Um estudo publicado no New England Journal of Medicine (NEJM) reacendeu o debate sobre o futuro do tratamento farmacológico da obesidade. Pela primeira vez, dois dos medicamentos mais potentes da atualidade, tirzepatida e semaglutida, foram comparados diretamente em um ensaio clínico rigoroso, com resultados que podem redefinir as condutas médicas e as estratégias terapêuticas para o controle do peso.
A pesquisa incluiu 751 adultos com obesidade, mas sem diabetes tipo 2, acompanhados durante 72 semanas.
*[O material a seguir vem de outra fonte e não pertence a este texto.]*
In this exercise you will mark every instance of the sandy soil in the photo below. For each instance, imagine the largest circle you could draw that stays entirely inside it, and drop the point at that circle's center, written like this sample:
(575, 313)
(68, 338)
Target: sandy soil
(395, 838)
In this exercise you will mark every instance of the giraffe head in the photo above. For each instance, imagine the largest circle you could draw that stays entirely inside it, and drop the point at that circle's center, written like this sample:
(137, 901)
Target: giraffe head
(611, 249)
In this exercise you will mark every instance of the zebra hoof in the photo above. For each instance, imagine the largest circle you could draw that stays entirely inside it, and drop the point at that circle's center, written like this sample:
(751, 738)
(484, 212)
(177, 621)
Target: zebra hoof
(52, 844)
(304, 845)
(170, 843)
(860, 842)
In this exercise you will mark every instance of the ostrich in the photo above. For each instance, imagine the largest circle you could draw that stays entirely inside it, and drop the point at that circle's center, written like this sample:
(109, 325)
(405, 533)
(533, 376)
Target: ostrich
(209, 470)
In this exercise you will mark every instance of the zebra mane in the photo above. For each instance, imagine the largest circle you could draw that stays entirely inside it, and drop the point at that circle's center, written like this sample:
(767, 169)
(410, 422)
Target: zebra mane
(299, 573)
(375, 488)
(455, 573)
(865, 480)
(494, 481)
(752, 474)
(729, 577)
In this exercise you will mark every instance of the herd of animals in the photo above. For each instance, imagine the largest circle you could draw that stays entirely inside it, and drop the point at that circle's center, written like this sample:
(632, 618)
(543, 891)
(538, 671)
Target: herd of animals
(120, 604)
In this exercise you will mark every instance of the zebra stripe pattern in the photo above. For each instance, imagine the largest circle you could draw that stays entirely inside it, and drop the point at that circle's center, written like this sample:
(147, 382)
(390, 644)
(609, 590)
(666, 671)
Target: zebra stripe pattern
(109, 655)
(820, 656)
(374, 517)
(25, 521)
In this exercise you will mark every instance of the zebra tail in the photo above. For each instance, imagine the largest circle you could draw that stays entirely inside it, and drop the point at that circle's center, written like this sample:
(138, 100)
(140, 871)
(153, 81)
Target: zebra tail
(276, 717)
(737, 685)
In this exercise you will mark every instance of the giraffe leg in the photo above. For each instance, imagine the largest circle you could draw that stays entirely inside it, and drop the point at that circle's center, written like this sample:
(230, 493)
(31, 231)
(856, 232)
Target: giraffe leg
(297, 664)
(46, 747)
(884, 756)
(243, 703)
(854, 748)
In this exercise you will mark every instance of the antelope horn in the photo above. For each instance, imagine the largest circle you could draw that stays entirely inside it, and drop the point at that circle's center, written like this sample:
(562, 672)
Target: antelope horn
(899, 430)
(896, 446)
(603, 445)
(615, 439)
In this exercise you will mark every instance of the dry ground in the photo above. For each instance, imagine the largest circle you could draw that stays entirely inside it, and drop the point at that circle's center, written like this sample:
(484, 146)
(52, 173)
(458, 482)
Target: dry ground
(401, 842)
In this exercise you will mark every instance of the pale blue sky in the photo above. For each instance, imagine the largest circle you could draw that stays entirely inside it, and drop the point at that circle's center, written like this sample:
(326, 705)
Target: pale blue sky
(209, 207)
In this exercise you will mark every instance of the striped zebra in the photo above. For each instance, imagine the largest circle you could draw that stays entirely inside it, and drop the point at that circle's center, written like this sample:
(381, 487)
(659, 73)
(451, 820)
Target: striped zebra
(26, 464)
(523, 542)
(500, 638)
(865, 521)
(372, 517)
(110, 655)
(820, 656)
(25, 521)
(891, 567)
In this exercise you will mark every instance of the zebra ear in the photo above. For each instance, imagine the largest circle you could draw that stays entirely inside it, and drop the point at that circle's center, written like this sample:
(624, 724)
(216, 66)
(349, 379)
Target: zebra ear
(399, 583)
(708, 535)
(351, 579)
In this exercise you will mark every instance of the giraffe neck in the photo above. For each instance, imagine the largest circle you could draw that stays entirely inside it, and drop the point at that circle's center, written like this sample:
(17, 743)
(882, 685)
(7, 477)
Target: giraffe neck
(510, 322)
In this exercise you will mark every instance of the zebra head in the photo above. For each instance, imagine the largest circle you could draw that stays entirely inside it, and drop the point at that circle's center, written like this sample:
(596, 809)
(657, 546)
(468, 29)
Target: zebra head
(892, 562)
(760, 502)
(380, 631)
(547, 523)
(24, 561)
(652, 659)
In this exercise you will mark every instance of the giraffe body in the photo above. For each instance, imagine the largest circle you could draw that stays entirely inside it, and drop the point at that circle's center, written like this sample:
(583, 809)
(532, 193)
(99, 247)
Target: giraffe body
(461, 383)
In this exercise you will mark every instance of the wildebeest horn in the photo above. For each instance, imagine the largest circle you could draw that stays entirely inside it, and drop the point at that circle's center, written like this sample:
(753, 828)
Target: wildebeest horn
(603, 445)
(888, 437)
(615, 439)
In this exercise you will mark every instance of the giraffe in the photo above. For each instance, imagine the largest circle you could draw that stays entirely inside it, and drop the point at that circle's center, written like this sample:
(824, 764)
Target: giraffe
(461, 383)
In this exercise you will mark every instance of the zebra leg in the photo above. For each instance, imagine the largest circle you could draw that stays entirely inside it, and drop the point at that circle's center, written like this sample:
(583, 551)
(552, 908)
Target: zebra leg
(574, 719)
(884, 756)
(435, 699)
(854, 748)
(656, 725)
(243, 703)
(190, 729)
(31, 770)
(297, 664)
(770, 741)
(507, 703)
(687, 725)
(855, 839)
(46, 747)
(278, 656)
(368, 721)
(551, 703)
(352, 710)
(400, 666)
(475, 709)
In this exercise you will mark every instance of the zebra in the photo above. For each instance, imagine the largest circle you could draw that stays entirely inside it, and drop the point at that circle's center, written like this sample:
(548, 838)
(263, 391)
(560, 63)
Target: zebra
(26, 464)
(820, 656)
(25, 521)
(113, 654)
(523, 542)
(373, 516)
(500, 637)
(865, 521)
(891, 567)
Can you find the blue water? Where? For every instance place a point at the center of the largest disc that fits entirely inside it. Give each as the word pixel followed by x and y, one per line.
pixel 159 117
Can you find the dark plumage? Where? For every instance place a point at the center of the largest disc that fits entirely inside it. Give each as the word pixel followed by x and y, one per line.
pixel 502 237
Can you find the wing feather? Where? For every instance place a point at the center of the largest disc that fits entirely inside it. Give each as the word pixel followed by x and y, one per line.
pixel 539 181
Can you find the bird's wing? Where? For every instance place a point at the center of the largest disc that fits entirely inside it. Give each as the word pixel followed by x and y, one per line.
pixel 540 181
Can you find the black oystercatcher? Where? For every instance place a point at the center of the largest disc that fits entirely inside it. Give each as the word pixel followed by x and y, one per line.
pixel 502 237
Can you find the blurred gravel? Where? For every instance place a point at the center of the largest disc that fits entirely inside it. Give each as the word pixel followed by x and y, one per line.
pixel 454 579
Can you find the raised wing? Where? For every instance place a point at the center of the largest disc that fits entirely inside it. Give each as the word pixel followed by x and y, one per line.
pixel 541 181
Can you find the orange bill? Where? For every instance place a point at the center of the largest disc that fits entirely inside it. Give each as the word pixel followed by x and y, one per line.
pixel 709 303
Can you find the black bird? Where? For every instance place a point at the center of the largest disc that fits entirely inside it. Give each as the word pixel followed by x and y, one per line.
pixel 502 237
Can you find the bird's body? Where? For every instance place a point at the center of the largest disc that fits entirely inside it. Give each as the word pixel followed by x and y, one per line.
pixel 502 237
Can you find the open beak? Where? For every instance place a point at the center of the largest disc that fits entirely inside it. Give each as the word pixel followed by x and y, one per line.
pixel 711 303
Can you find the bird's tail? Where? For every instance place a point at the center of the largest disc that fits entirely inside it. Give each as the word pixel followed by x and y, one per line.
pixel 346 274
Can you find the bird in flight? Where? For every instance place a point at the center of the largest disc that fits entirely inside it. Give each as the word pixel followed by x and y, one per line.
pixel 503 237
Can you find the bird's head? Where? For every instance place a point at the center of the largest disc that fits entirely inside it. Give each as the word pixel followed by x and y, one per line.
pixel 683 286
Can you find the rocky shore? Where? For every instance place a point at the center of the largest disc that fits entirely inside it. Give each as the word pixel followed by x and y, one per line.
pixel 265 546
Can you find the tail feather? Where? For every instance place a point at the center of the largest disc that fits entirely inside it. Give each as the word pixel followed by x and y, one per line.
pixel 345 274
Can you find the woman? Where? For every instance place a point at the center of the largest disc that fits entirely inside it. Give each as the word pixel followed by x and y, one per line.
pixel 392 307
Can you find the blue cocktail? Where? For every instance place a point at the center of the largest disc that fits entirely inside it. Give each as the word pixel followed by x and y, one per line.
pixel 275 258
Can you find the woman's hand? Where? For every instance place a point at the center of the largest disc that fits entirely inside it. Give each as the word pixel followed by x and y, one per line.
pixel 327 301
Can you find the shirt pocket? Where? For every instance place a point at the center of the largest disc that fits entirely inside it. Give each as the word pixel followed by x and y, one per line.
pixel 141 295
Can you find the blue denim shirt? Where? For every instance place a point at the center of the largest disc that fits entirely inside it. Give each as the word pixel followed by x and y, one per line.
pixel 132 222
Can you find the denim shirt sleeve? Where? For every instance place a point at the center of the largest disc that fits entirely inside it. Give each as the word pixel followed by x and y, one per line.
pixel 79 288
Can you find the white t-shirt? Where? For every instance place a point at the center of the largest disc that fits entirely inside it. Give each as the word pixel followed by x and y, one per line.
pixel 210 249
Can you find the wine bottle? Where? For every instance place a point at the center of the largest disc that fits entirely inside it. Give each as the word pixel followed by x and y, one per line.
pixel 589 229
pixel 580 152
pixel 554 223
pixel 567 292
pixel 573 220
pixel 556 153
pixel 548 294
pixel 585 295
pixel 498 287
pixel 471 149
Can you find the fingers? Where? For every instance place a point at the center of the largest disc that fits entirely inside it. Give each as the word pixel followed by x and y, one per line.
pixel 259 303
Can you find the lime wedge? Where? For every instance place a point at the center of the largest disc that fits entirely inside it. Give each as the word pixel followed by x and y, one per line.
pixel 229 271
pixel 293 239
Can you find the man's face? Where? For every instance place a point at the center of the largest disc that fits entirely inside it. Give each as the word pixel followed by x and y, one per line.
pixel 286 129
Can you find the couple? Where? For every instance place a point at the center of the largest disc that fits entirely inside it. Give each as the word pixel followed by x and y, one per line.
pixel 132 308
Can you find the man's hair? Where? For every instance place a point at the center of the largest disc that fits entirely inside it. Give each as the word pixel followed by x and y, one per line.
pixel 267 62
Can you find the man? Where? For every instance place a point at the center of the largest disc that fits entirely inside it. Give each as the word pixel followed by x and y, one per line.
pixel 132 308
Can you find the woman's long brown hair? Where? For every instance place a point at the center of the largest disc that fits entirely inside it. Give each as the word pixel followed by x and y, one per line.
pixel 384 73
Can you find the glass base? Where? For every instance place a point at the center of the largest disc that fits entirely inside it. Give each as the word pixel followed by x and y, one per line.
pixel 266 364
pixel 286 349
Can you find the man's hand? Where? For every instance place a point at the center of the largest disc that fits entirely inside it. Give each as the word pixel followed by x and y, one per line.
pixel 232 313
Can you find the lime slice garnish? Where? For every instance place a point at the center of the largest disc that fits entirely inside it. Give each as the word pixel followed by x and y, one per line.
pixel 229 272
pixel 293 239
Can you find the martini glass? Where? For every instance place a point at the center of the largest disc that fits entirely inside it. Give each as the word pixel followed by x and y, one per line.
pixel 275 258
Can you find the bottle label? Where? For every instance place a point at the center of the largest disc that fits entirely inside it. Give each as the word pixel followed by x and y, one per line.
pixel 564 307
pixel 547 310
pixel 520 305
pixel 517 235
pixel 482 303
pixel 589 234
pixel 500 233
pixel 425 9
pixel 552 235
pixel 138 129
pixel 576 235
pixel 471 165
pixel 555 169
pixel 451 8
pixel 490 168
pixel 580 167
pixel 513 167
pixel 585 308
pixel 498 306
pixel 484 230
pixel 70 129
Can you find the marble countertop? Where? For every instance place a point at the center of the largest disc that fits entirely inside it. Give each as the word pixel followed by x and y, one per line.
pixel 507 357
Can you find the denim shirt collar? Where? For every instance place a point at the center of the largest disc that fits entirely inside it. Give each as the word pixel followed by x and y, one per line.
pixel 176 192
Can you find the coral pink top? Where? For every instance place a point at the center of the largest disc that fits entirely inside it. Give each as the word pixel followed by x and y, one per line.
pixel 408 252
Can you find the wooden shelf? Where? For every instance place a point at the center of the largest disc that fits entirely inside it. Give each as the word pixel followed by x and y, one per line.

Os participantes foram distribuídos aleatoriamente para receber uma das duas medicações por injeção subcutânea semanal, em doses escalonadas até o máximo tolerado. O objetivo foi avaliar a eficácia na redução de peso corporal total, além da segurança e da tolerabilidade de cada tratamento.
Perda de peso mais acentuada com tirzepatida
Os resultados foram claros: a tirzepatida mostrou desempenho superior à semaglutida. Ao final do estudo, a redução média do peso corporal foi de aproximadamente 20% no grupo da tirzepatida e de 14% entre os usuários de semaglutida, uma diferença significativa tanto do ponto de vista estatístico quanto clínico.
Essa vantagem pode ser explicada pelo duplo mecanismo de ação da tirzepatida, que atua simultaneamente sobre os receptores GLP-1 (glucagon-like peptide-1) e GIP (glucose-dependent insulinotropic polypeptide). Essa combinação potencializa a liberação de insulina, reduz o apetite e melhora o gasto energético. Já a semaglutida, embora eficaz, age apenas sobre o GLP-1.
Além da perda de peso, ambas as terapias demonstraram melhora em parâmetros cardiometabólicos, como glicemia, perfil lipídico e pressão arterial, indicadores que reforçam seu papel não apenas estético, mas de real impacto sobre a saúde global.
Efeitos adversos e adesão: o outro lado do resultado
O estudo também confirmou um aspecto recorrente no uso de agonistas de incretinas: os efeitos gastrointestinais. Náuseas, diarreia e vômitos foram os eventos adversos mais relatados, sobretudo nas fases iniciais de ajuste de dose. A maioria dos casos foi leve a moderada, mas a tolerabilidade individual determinou o sucesso terapêutico em longo prazo.
Essa constatação reforça que a droga mais eficaz em ensaios clínicos nem sempre será a melhor escolha para todos os pacientes. A adesão depende de fatores como tolerância, estilo de vida e acompanhamento multidisciplinar.
Outro desafio é o acesso. Embora os resultados sejam promissores, o alto custo dessas terapias limita o uso contínuo e amplo, especialmente fora de grandes centros urbanos ou em sistemas de saúde públicos. E ainda não há consenso sobre a manutenção dos resultados após a suspensão do medicamento; vários estudos indicam recuperação parcial do peso quando o tratamento é interrompido.
Limites e próximos passos
Apesar de sua robustez, o estudo avaliou um público restrito, adultos com obesidade, mas sem diabetes tipo 2. Assim, não é possível extrapolar os resultados para pacientes diabéticos ou com doenças cardiovasculares estabelecidas.
Também é importante observar que todos os participantes receberam as doses máximas toleradas, o que representa um cenário idealizado em relação à prática clínica. No mundo real, o controle de dose é mais cauteloso e guiado pela tolerância individual, o que pode influenciar a eficácia final.
Estudos independentes e de longo prazo ainda serão necessários para avaliar a durabilidade dos efeitos, os impactos sobre desfechos clínicos maiores (como eventos cardiovasculares e mortalidade) e a relação custo-benefício dessas novas opções terapêuticas.
Uma nova era para a farmacoterapia da obesidade
A publicação do NEJM representa um marco na abordagem da obesidade, condição reconhecida hoje como doença crônica e multifatorial, que exige intervenções integradas e sustentáveis.
Com base nas evidências atuais, a tirzepatida representa um maior avanço farmacológico recente no tratamento da obesidade, superando a semaglutida em eficácia média de perda de peso. No entanto, a escolha terapêutica deve continuar sendo individualizada, considerando perfil metabólico, comorbidades, tolerância e possibilidade de adesão a longo prazo.
O estudo reforça a necessidade de uma visão ampliada sobre o tratamento da obesidade, que una a potência da inovação farmacológica ao cuidado clínico contínuo, à educação em saúde e ao acompanhamento multiprofissional.
Referência:
Jastreboff, A. M. et al. Tirzepatide as Compared with Semaglutide for the Treatment of Obesity. New England Journal of Medicine. 2025. DOI: 10.1056/NEJMoa2416394.